A nurse draws blood. Vial after vial fills with mysterious red liquid. Another nurse asks whether I smoke, drink alcohol, what’s my marital status, race, religion. I want to ask if there’s a box labeled “vampire.” Who wouldn’t want to feed on such warm, luscious nectar?

Another nurse inserts an IV for fluids, though what’s the point of nutrition if I’m dying?

The ER doctor pulls back the curtain. He’s the same one who treated me for the non-symptomatic faux heart attack, who kindly suggested the attack might have occurred in my mind, not my heart. He stares as if he might recognize me, but I don’t flinch or remind him of our past relationship. He shuffles through the papers handing me the results of my tests. I expect the worst. He provides the best.

As much as there is a language for dying, there is also a vocabulary that covers every molecule of blood and urine.

Blood: White blood count, red blood count, hemoglobin, hematocrit, corpuscular volume, platelet count, segmented neutrophils, lymphocytes, monocytes, anion gap, glucose level. All normal.

Urine: protein, glucose, bilirubin, nitrite, leukocyte esterase, specific gravity, epithelial cells, hyaline casts, granular casts, amorphous crystals, bacteria. All normal.
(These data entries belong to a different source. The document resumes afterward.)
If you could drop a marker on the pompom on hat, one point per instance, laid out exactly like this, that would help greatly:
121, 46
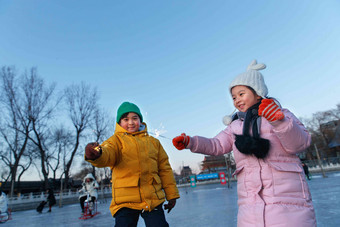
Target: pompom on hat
251, 78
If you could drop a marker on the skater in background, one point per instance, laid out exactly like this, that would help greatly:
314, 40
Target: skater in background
306, 170
50, 199
142, 177
272, 190
90, 186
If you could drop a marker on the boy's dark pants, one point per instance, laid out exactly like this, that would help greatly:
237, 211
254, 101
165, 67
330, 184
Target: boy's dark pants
127, 217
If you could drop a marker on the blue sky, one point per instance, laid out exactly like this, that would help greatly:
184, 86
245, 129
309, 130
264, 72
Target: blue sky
175, 59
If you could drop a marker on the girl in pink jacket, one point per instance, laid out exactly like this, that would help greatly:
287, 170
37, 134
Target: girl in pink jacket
271, 185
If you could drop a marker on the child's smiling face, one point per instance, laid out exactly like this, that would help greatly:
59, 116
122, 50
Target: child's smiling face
244, 97
131, 122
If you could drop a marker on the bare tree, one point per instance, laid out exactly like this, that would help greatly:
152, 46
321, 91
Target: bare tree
60, 142
81, 101
101, 128
39, 104
15, 123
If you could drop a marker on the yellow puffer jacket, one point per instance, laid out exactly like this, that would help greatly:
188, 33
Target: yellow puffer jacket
141, 173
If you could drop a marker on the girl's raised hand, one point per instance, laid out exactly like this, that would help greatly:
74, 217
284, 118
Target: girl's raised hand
270, 110
181, 142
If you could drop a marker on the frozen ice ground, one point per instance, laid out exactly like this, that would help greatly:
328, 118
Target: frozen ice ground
206, 205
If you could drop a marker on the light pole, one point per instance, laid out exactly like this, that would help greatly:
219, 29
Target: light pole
61, 191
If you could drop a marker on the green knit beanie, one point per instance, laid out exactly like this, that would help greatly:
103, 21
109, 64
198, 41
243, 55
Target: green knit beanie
127, 107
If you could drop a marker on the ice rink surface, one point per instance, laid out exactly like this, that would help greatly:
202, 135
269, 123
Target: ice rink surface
206, 205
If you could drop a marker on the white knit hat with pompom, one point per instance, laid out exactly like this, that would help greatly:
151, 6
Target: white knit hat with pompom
251, 78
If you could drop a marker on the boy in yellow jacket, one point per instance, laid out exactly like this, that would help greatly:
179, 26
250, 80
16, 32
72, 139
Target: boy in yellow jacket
142, 177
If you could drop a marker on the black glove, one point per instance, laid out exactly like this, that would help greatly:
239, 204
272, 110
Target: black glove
171, 204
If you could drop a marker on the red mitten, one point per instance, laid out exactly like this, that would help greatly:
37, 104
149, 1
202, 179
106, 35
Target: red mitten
171, 204
270, 110
181, 142
93, 151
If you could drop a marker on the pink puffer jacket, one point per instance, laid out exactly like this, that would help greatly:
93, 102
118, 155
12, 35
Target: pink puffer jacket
272, 191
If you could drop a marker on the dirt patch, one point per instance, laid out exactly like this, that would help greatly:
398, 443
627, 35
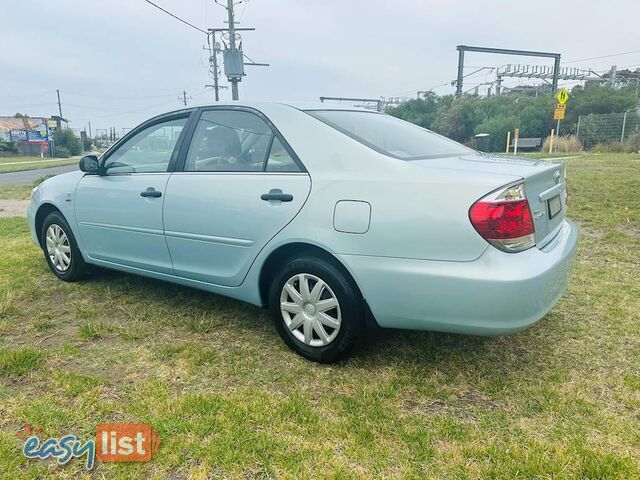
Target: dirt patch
13, 208
629, 229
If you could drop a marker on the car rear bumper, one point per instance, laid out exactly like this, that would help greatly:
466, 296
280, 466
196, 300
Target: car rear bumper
496, 294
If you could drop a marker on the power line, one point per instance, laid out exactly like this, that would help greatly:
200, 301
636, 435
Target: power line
603, 56
176, 17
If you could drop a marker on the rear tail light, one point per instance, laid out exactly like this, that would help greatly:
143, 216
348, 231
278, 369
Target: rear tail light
503, 218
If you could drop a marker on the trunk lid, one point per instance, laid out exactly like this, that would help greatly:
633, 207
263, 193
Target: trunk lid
544, 182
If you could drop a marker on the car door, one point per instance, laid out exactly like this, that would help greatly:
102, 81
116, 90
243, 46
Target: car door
240, 184
119, 212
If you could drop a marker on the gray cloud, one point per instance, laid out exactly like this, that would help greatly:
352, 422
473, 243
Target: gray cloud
119, 62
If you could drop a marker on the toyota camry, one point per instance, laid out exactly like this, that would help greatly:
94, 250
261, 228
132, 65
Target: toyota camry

“I know you think the bladder infection returned,” the doctor says, “and that you have c-difficile, but no tests show this.”

“Well, that’s good,” I say, relieved, stunned. I believe him; I don’t believe him. I want to say that I’m okay for now at 11:57 p.m. But I’m convinced if they run the tests again after midnight the results will reveal a different story altogether.
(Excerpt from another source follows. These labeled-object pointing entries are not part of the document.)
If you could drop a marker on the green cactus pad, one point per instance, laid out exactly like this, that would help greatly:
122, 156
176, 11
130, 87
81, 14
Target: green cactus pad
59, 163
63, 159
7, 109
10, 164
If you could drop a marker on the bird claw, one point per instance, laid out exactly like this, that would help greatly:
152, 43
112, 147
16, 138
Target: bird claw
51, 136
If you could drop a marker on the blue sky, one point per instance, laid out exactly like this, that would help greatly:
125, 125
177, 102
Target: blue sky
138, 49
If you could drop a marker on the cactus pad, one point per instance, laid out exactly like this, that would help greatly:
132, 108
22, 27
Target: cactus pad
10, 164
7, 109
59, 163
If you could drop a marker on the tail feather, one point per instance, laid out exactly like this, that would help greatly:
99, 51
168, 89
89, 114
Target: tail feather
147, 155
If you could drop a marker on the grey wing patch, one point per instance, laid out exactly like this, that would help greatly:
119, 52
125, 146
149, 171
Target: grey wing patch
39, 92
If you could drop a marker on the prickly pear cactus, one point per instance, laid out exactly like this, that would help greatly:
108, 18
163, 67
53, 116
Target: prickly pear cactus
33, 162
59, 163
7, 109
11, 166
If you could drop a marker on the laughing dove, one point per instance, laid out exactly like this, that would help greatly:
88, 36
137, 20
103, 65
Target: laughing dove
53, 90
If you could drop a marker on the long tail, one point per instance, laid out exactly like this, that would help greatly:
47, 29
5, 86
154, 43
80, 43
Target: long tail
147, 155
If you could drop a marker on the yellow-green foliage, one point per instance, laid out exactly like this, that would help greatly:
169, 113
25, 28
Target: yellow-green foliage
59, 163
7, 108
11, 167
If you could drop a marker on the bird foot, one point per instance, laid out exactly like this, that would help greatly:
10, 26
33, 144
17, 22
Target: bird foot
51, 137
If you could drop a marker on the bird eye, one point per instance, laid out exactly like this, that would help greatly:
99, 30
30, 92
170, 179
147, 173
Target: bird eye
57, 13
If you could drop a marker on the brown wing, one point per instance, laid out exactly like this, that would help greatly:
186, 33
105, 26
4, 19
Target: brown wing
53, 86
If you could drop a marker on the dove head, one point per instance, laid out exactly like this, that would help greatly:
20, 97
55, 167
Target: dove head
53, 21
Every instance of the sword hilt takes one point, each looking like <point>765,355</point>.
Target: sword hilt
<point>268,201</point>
“Sometimes, when we’re scared, we think maybe we’re sick, but . . .” He shrugs.

Hospital sounds fade. I no longer hear the doctor probably still telling me it’s all in my mind. But maybe it’s in my DNA. Maybe I inherited hypochondria from my mother. My mother’s sister died from cancer, young. Subsequently, my mother “contracted” every single form of cancer that lasted an hour, a day, a month—until she miraculously recovered—or a new cancer staged a coup superseding the previous one.

Again I glance at the test results. Amorphous crystals. I don’t know what it means. I don’t want to know what it means, at least literally. Un-literally, amorphous crystals sound like a necklace, jewelry to ward off disease and infection. Maybe my various body parts, if not the whole thing, can be reincarnated into a jewelry display.

Or . . .

Even if I die, I want my DNA always safe and sound just waiting for a hint of moisture, a drop of dew, a vial of blood to bloom back into being, those double helixes spiraling into eternity.

Eternity at Tiffany’s. Except I will not, of course, go lightly.